DVD extras include a blooper reel, a couple of deleted sequences, five behind-the-scenes featurettes and a baker's dozen of trailers.
JAWS (1975). In the summer of 2000, Universal's DVD division released the Jaws 25th Anniversary Collector's Edition. Not one to put a cash cow out to pasture, the studio has now seen fit to offer the Jaws 30th Anniversary Edition. Watching this masterpiece for the umpteenth time, it's easy to see why it struck (and continues to strike) such an emotional response: In much the same manner as those "giant insect" sci-fi yarns from the 1950s, it offers a frightening picture of nature gone wild, specifically the deadly "what if" ramifications of a world in which another species manages to get the upper hand on us hapless humans. It also taps into that primal fear of being afraid of the dark - in this case, the dark being represented by a churning mass of murky liquid in which it's impossible to see the (very real) boogeyman until it's too late. It's expected for filmmakers to mature over the course of a lengthy career, but I'd be hard-pressed to find any subsequent Steven Spielberg flick (with the possible exception of Saving Private Ryan) that's as expertly directed as this one.
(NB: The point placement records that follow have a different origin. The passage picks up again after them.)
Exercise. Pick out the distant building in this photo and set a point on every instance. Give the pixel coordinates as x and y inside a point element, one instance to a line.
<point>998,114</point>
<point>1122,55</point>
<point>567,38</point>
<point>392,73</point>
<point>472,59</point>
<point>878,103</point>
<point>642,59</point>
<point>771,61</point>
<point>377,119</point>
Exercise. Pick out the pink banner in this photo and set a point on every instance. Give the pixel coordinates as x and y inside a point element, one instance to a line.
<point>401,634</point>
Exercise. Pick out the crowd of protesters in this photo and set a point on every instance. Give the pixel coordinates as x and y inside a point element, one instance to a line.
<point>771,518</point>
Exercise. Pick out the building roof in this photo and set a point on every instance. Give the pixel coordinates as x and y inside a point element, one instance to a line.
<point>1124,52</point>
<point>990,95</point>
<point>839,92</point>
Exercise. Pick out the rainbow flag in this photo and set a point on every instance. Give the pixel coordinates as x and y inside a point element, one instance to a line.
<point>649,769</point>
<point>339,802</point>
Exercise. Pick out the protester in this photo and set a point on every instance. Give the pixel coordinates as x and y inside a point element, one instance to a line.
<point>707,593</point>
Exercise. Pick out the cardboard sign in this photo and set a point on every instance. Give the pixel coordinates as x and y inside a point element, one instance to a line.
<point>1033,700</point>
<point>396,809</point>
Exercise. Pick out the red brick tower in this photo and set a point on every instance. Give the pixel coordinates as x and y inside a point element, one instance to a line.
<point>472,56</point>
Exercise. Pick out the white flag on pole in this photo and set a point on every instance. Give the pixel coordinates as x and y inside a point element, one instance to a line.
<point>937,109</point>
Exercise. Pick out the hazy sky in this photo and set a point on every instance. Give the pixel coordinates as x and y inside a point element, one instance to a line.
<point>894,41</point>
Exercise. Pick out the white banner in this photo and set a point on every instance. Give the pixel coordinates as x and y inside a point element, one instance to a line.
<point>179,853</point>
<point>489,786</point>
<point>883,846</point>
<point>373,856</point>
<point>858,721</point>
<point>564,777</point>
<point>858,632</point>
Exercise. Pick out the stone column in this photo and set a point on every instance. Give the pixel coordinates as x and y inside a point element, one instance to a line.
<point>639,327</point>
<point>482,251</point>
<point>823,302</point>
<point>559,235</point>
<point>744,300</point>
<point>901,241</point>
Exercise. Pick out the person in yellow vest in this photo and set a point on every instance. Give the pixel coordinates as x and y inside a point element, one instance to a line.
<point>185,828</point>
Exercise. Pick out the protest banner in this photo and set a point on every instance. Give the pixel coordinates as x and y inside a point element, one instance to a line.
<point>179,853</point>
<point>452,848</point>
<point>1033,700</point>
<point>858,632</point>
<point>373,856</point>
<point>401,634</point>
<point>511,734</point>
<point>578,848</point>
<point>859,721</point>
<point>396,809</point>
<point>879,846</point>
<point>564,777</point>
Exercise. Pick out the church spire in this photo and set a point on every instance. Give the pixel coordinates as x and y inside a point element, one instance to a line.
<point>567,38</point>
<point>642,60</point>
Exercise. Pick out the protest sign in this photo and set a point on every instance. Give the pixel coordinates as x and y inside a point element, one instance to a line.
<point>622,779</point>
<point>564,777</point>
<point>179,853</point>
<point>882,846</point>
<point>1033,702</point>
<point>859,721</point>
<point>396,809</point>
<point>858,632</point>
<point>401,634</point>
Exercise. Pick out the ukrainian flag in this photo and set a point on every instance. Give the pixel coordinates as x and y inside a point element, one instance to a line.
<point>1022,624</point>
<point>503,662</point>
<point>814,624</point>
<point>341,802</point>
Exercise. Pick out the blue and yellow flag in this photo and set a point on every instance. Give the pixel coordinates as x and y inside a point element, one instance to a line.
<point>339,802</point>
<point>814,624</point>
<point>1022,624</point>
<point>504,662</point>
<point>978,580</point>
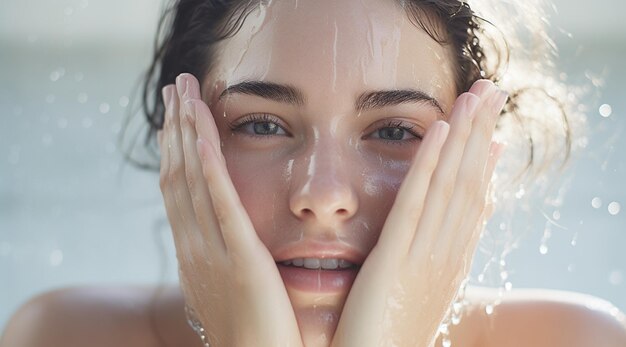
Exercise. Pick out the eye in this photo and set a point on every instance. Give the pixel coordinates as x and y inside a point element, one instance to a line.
<point>397,131</point>
<point>258,125</point>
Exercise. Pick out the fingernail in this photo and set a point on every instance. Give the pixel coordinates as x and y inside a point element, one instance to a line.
<point>190,112</point>
<point>181,86</point>
<point>497,149</point>
<point>442,132</point>
<point>471,103</point>
<point>166,93</point>
<point>500,100</point>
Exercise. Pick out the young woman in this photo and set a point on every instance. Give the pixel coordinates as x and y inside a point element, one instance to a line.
<point>326,170</point>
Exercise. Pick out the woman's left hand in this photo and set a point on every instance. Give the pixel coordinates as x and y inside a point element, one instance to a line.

Spielberg was working with extremely thin material (Peter Benchley's source novel is pretty lousy), and the potential for disaster was enormous (more so since the mechanical shark didn't work most of the time). But the director, drawing from a screenplay that improved upon the book, in the end fashioned a superb motion picture whose success owes as much to three knockout performances (by Roy Scheider, Robert Shaw and Richard Dreyfuss) as to the substantial jolts.
Extras in this two-disc DVD set include a 60-page commemorative booklet, a two-hour documentary, deleted sequences and a rarely seen archival interview with Spielberg conducted from the Jaws set. On the down side, this release has dropped some of the enjoyable extras from the 25th Anniversary Edition - why not offer viewers more value?